Langsam nahm ich den Boden unter mir wahr. Warte mal kurz... Boden?
Ich schlug meine Augen auf. Wo war mein Bett? Von der Helligkeit geblendet, blinzelte ich ein paar mal. Nur half das leider auch nicht. Immer noch liegend hob ich langsam die Hand zu meinem Gesicht um meine Augen abzuschirmen und starrte mitten in einen klaren blauen Himmel von dem gnadenlos die Sonne hinunter schien.
Nicht auf meine Zimmerdecke. Nein. Auf einen Himmel.

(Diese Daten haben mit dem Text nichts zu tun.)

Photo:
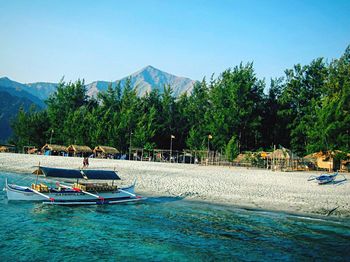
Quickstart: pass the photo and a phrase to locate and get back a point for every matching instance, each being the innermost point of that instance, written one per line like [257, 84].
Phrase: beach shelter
[55, 150]
[282, 159]
[4, 149]
[325, 160]
[105, 151]
[75, 150]
[7, 148]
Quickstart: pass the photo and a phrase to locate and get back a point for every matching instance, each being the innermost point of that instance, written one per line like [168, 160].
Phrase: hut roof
[53, 147]
[4, 149]
[79, 149]
[282, 154]
[106, 149]
[325, 154]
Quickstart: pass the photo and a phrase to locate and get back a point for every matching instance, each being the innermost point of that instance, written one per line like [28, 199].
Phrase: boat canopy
[61, 172]
[101, 174]
[79, 174]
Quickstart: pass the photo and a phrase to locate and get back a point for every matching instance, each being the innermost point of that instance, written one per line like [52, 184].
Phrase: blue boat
[83, 192]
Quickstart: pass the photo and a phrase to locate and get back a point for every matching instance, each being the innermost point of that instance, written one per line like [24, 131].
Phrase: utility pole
[171, 147]
[131, 133]
[51, 136]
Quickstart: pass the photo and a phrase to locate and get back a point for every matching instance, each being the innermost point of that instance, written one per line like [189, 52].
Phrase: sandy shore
[250, 188]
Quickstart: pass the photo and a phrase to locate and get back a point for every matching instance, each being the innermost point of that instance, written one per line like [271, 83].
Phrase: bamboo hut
[105, 151]
[345, 164]
[75, 150]
[55, 150]
[283, 159]
[325, 160]
[4, 149]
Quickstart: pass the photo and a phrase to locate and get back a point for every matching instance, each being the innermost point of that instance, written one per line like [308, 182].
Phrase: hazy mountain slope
[9, 106]
[145, 80]
[41, 89]
[19, 90]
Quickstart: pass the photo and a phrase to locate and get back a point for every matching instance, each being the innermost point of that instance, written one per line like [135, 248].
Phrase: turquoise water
[164, 229]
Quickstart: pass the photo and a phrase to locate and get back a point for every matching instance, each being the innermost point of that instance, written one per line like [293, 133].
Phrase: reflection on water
[164, 228]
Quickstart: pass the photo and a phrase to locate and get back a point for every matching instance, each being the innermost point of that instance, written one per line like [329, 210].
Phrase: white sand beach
[242, 187]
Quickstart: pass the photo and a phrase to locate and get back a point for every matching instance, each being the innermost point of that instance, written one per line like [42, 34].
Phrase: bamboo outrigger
[80, 193]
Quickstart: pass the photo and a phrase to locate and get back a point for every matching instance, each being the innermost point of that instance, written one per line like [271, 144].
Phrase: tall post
[130, 146]
[171, 146]
[209, 137]
[51, 136]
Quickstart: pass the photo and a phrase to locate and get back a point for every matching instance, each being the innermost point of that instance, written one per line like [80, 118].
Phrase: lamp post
[51, 136]
[171, 146]
[209, 137]
[131, 133]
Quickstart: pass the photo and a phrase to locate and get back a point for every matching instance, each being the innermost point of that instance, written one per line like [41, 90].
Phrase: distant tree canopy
[307, 110]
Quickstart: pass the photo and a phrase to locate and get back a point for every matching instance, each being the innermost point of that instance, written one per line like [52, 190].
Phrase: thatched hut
[7, 148]
[75, 150]
[105, 151]
[4, 149]
[283, 159]
[55, 150]
[325, 160]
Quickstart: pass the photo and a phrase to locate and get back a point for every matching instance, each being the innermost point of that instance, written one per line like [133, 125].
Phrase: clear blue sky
[107, 40]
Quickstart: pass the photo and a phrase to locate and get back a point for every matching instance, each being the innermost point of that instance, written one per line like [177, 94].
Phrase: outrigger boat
[80, 193]
[325, 178]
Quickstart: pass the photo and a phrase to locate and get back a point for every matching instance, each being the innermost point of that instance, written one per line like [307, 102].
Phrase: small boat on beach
[325, 178]
[82, 192]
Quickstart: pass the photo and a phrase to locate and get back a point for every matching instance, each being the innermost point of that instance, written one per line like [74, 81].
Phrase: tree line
[306, 110]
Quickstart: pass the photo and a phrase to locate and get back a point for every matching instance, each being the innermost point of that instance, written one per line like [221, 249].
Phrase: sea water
[163, 229]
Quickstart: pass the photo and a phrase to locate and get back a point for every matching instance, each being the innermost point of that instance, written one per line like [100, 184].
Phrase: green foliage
[307, 110]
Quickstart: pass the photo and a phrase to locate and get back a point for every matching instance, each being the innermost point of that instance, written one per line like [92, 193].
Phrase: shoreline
[251, 189]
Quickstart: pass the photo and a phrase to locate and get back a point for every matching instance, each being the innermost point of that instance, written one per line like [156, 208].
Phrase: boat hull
[71, 197]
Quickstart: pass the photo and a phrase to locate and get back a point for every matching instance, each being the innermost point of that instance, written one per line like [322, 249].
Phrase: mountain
[12, 97]
[41, 89]
[14, 94]
[19, 90]
[145, 80]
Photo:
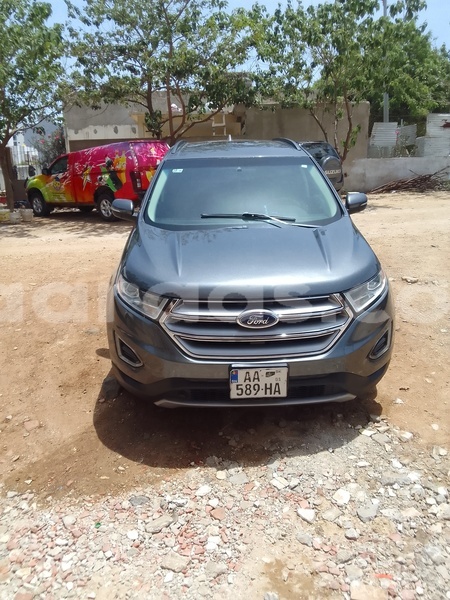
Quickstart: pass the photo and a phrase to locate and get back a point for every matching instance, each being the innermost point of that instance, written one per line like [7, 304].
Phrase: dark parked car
[328, 159]
[245, 283]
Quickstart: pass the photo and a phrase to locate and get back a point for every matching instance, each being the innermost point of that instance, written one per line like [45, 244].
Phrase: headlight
[150, 305]
[361, 296]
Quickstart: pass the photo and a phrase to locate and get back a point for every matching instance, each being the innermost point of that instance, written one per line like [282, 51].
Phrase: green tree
[30, 72]
[403, 62]
[50, 146]
[332, 56]
[188, 50]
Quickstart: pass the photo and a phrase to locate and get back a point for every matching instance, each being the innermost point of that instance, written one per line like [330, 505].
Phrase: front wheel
[104, 207]
[38, 204]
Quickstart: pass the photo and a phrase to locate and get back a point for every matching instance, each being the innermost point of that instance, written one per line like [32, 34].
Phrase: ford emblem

Wie kam ich hierher?

In Gedanken ließ ich den letzten Abend Revue passieren. Nach dem Abendessen mit meiner Familie hatte ich mich in mein Zimmer zurückgezogen  und es mir dort mit einem Buch in der kleinen Sitzecke bequem gemacht.
Ich war mit meinen 18 Jahren das „Sandwich-Kind" in unserer Familie und stach dazu ganz schön heraus mit meinen langen roten Haaren und den grau-blauen Augen.
Jeder bei uns hat glatte braune Haare und braune Augen.
Durchschnittlich halt. Außer ich.

Aber nicht nur das unterscheidet mich von ihnen. Während alle bei uns immer einen genauen Plan vor Augen haben und auch so ziemlich gut durchstrukturiert waren, war ich das genaue Gegenteil.
Ich war diejenige, die träumend in der Ecke saß und ihren Gedanken freien Lauf ließ. Manchmal kam mir der Gedanke, dass man mich nach meiner Geburt im Krankenhaus vielleicht mit irgendeinem anderen Baby vertauscht hatte. So unmöglich war das garnicht. Es gab nämlich keinerlei Fotos von der Zeit in der meine Mutter angeblich mit mir schwanger war. Wirklich stören tat es mich aber nicht. Meine Familie liebte mich und ich liebte meine Familie, das war alles was zählte.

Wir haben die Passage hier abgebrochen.